El Peregrino de las Estrellas es el segundo gran trabajo del tandem Carlos Trillo y Enrique Breccia tras Alvar Mayor. En él parten de los presupuestos planteados en su anterior obra para llevarlos al extremo e internarse en un mundo fantástico que les permita construir sus historias alegóricas ya sin tapujos. Los autores continúan dirigiendo su mirada hacia las contradicciones y pequeñas ruindades del ser humano con una galería de personajes que parecen todos habitantes de un manicomio, descendientes macabros del Sombrerero Loco y la Reina de Corazones. La ambientación e incluso los protagonistas replican el escenario de su anterior obra pero la llevan a un truculento espacio exterior en una carraca británica del siglo XVI que tras internarse en una extraña niebla acaba surcando los mares del cosmos en donde vivirá melancólicas peripecias al estilo de las fábulas de ciencia-ficción que escribiera Stanislaw Lem en sus Diarios de las Estrellas protagonizados por Ijón Tichy.

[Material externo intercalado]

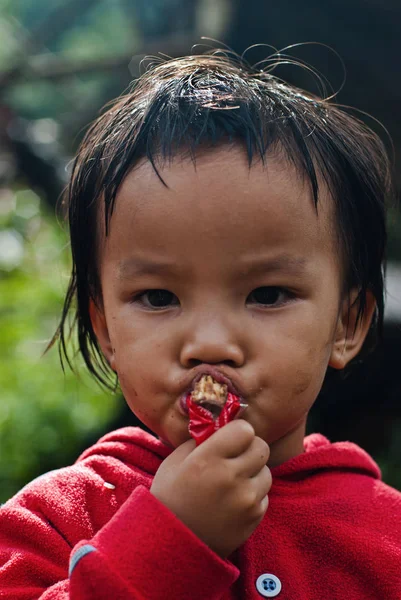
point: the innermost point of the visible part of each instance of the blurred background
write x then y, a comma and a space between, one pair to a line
60, 62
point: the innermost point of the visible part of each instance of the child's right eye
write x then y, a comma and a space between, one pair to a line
156, 299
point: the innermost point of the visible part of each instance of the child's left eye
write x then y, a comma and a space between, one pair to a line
269, 296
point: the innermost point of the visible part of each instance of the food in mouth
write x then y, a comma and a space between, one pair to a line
210, 406
210, 394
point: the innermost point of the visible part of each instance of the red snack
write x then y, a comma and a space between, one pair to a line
210, 407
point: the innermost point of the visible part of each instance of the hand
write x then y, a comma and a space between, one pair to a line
218, 489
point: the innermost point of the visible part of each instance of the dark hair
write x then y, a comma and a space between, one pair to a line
192, 103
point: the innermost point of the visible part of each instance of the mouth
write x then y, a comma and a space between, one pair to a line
210, 391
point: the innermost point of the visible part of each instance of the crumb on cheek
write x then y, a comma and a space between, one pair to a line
302, 382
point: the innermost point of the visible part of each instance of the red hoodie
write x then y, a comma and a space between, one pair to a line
93, 531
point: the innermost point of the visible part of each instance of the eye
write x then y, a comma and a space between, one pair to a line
157, 299
269, 296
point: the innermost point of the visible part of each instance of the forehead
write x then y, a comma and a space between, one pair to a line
219, 206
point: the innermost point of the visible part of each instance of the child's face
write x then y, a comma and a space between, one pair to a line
250, 278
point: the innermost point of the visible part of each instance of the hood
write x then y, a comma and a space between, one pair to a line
143, 451
132, 446
321, 455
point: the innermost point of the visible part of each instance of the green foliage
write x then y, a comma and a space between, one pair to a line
44, 413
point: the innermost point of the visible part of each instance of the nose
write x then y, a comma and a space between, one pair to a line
212, 340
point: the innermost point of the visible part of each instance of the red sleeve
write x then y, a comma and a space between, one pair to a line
143, 552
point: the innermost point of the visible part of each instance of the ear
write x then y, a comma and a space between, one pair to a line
99, 325
348, 341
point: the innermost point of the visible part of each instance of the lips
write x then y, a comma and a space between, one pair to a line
218, 376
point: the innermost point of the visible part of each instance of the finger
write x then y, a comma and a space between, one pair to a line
263, 482
253, 459
231, 440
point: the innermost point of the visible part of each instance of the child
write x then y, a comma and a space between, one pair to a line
222, 223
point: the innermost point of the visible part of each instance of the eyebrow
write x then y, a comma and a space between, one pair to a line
293, 265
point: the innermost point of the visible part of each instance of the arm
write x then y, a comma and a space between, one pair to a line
143, 551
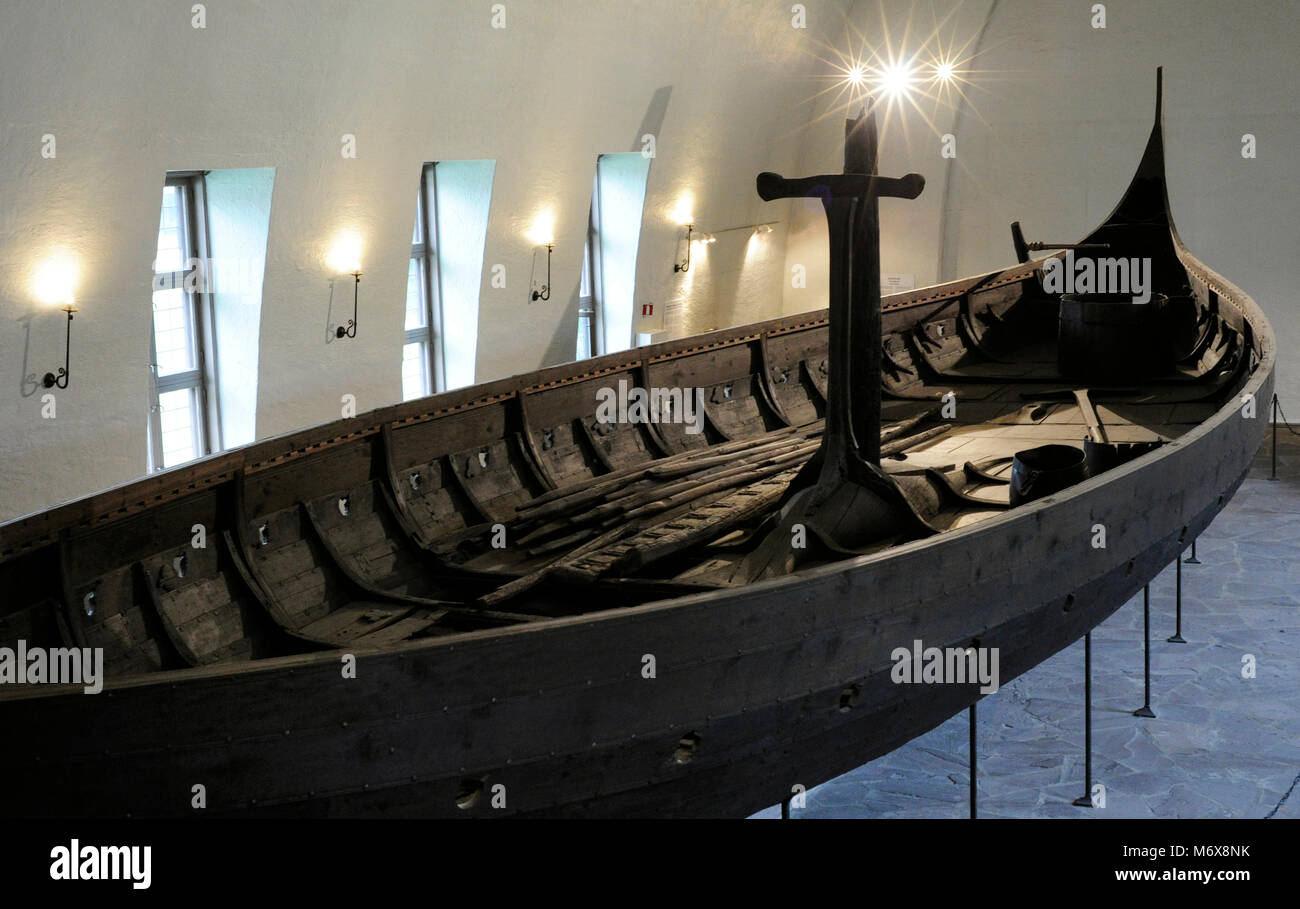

En muchos aspectos, la estructura de El Peregrino de las Estrellas se ciñe a los convencionalismos del cómic de aventuras. El trío estelar es la versión expresionista del que protagoniza El Capitán Trueno. Con un líder atractivo y carismático, El capitán Harris Conrad, que es un reflejo del propio Trueno; un segundo gordinflón y extrovertido que se asemeja a Goliat, y un joven grumete que hace las veces de Crispín. El formato de ciencia-ficción es la percha de la que los autores se cuelgan para seguir contando sus historias en clave metafórica. Trillo y Breccia recurren a personajes extraídos de los cuentos infantiles tradicionales, hadas, magos, ogros y duendes, para crear relatos con moraleja encantadoramente escritos e ilustrados con un rotundo dominio del dibujo y del contraste de luces y sombras.
Cómic. 21×28. Tapa dura. 160 págs.
El arte de Enrique Breccia y ALVAR MAYOR, obra cumbre de la historieta latinoamericana.
A medida que los personajes se embarcan en su travesía cósmica, enfrentan no solo a monstruos y seres de luz, sino también a las paradojas de la condición humana. Es un viaje que nos invita a contemplar las maravillas del cosmos y, al mismo tiempo, a enfrentarnos a nuestras propias reflexiones internas. Al cerrar las páginas de «El Peregrino de las Estrellas«, no solo abandonamos un cómic, sino que nos despedimos de una experiencia que trasciende el tiempo y el espacio.